A riboswitch is a regulatory RNA element that can directly bind small metabolites and regulate downstream gene expression. For example, the thiM riboswitch specifically recognizes thiamine pyrophosphate(TPP). Upon ligand binding, it undergoes a conformational change that represses downstream gene expression, either by terminating transcription or by blocking translation initiation, depending on the regulatory context. This unique ligand-RNA interaction makes riboswitches powerful tools for connecting dietary metabolites to bacterial gene circuits.[27]

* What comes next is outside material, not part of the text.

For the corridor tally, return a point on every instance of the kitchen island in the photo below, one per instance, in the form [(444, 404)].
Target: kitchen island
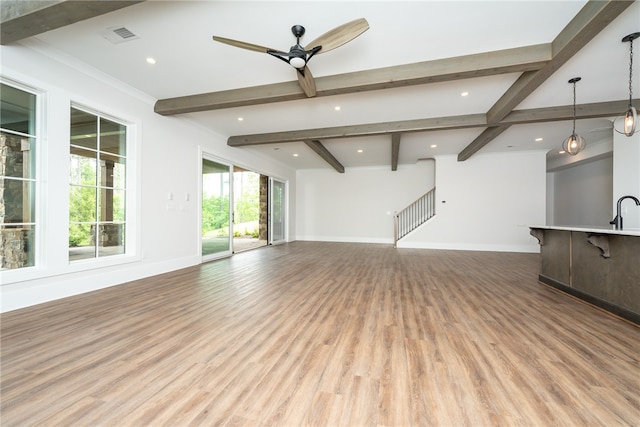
[(600, 265)]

For functional validation, we first employed a well-characterized thiM riboswitch to regulate the expression of the toxin gene ccdB. When TPP is abundant, the riboswitch suppresses CcdB production, allowing engineered bacteria to survive; when TPP is absent, repression is relieved, ccdB is expressed, and bacterial death is induced.

Building on this proof-of-concept, we envisioned hippuric acid as a more clinically relevant dietary signal. Hippuric acid is a downstream metabolite of anthocyanins, enriched in foods such as Oryza sativa L. indica (black rice, “forbidden rice”). When hippuric acid is present, a corresponding riboswitch could suppress ccdB expression and maintain bacterial survival; once dietary intake stops and hippuric acid is cleared, the riboswitch derepresses, triggering ccdB expression and bacterial suicide. This design establishes a direct diet-bacteria interface for controlled containment.

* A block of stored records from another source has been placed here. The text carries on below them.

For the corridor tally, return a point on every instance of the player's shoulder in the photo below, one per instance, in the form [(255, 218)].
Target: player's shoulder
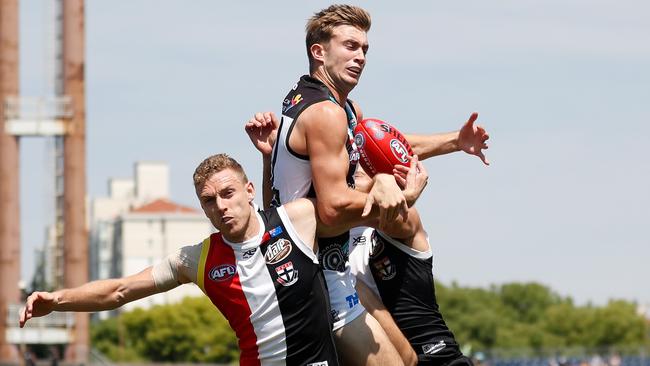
[(300, 209)]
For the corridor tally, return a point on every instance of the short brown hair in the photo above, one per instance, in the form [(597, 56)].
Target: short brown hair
[(320, 26), (215, 164)]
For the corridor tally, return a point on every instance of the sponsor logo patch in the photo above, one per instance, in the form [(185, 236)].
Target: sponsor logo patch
[(278, 251), (359, 140), (249, 253), (275, 231), (335, 315), (222, 273), (385, 269), (333, 258), (288, 104), (399, 150), (287, 275), (430, 349), (359, 240), (352, 300)]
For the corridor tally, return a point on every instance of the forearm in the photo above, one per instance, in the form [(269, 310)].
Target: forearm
[(343, 209), (106, 294), (94, 296), (267, 193), (426, 146)]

In topical hemorrhoid treatment scenarios, this system can be directly applied for safe regulation. Once TPP is absent, engineered bacteria immediately trigger suicide, ensuring rapid clearance and safety. For oral administration, considering clinical needs, we integrated a genetic delay module, the expiry-date circuit[28]. After a single intake, even as intestinal TPP is metabolized and depleted, engineered bacteria can persist for about 40 hours to complete anti-inflammatory or repair tasks before self-destruction, thus avoiding frequent dosing. This design provides a safe and controllable solution for the clinical application of live biotherapeutics.

Since hippuric acid is a broad-spectrum metabolite that varies with diet and lacks tissue specificity, we expanded the concept to more candidate small molecules. By screening diet-derived metabolites using defined criteria—such as food-specific origin, gut persistence (>12 h), low systemic absorption, safety, and detectability by E. coli Nissle 1917, we identified multiple options including curcumin (turmeric), phloridzin/phloretin (apples), sulforaphane (broccoli), and raffinose family oligosaccharides (legumes). This strategy enables personalized adaptation: patients can flexibly choose foods aligned with their dietary habits while maintaining reliable suicide timing. Such diversification improves robustness, reduces off-target risks, and lays the foundation for a standardized "Medicine-Food Collaboration" framework.